Yin et al. [33] introduced HSI-ShipDetectionNet, a lightweight framework designed for accurate small-ship detection in optical remote sensing images. This model excelled at detecting objects and was computationally efficient, thanks to the use of high-order spatial interactions (HSIs) and a hybrid attention block (LHAB). When evaluated on the Kaggle and FAIR1M datasets, HSI-ShipDetectionNet outperformed existing top models. This made it suitable for deployment on resource-constrained platforms, such as those used in maritime surveillance systems. Zhao et al. proposed RA-YOLOX [34], an enhanced version of the YOLOX one-stage object detection model. RA-YOLOX introduced a re-parameterization-aligned decoupled head, which better aligned classification and regression tasks, thus improving the learning of connection information. The novel label assignment scheme of RA-YOLOX focused on high-quality positive samples and effectively filtered out low-quality ones during training. RA-YOLOX offered three lite models that surpassed similar-sized YOLOX models in performance on the MS COCO-2017 validation set. Wang et al. proposed YOLOX_w [35], an advanced algorithm based on YOLOX-X for unmanned aerial vehicle (UAV) object detection. With YOLOX-X as the baseline network, the new algorithm addressed challenges such as complex backgrounds and numerous small objects in UAV images. The algorithm enhanced small object detection by incorporating preprocessing with the SAHI algorithm and data augmentation. It also introduced a shallow feature map into the PAN network, an ultra-lightweight subspace attention module (ULSAM), and optimized the bounding box regression loss function. The experimental results on the VisDrone dataset showed an 8% improvement in detection accuracy compared to YOLOX-X, highlighting its effectiveness and robustness. Zhu et al. introduced YOLOX-ECA [36], a method for detecting damage in conveyor belts. This model was based on YOLOX, CSPDarknet, and the ECA channel attention mechanism. It achieved an accuracy of 95.65% and a speed of 30.50 FPS, effectively addressing training cost, real-time performance, and reliability issues. The inclusion of cross-domain and intra-domain transfer learning techniques further enhanced training performance and robustness, leading to improved detection accuracy compared to existing methods.

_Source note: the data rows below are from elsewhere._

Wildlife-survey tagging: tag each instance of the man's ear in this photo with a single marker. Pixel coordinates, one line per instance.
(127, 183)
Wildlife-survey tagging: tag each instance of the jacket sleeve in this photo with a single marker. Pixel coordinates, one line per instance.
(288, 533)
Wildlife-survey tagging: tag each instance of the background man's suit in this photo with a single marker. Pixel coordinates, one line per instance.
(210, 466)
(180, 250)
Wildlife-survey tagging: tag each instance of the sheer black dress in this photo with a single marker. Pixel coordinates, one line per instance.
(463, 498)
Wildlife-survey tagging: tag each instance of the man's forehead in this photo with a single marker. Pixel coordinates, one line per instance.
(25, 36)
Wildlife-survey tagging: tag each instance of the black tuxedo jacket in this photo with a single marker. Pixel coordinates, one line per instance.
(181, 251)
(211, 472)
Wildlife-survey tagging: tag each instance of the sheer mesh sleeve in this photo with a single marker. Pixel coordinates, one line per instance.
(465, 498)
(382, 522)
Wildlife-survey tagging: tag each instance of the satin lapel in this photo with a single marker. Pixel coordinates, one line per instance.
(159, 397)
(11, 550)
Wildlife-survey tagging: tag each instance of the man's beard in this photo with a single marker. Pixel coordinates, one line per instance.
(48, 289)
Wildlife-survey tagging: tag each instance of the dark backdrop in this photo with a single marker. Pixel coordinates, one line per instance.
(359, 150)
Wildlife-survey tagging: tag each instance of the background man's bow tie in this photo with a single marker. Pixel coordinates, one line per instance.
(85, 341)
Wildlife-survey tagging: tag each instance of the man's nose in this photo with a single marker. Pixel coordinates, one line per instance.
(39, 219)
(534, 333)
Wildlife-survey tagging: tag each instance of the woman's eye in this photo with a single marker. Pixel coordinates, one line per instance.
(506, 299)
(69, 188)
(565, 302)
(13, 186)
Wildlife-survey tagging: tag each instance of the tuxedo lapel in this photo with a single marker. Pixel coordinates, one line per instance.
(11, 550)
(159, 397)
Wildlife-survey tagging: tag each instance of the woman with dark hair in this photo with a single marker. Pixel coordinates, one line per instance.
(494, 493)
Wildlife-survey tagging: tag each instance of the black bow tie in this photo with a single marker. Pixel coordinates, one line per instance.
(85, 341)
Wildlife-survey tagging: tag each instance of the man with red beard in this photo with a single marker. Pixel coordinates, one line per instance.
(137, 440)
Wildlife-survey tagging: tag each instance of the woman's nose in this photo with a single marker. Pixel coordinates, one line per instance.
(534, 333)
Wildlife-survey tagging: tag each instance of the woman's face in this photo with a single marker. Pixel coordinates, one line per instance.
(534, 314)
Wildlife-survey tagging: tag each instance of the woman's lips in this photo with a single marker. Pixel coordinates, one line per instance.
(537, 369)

2.2 Feature Extraction and Model Modifications

Advancements in feature extraction and model modifications offer improved detection accuracy. Explore the domain of enhancing model size and speed by employing strategic loss functions, revealing the intricate equilibrium between efficiency and accuracy. Experience the potency of efficient fusion and segmentation approaches, revolutionizing the field of detection for enhanced accuracy. Embark on an exploration of feature extraction and model refining, where state-of-the-art breakthroughs redefine the benchmarks for detecting skills.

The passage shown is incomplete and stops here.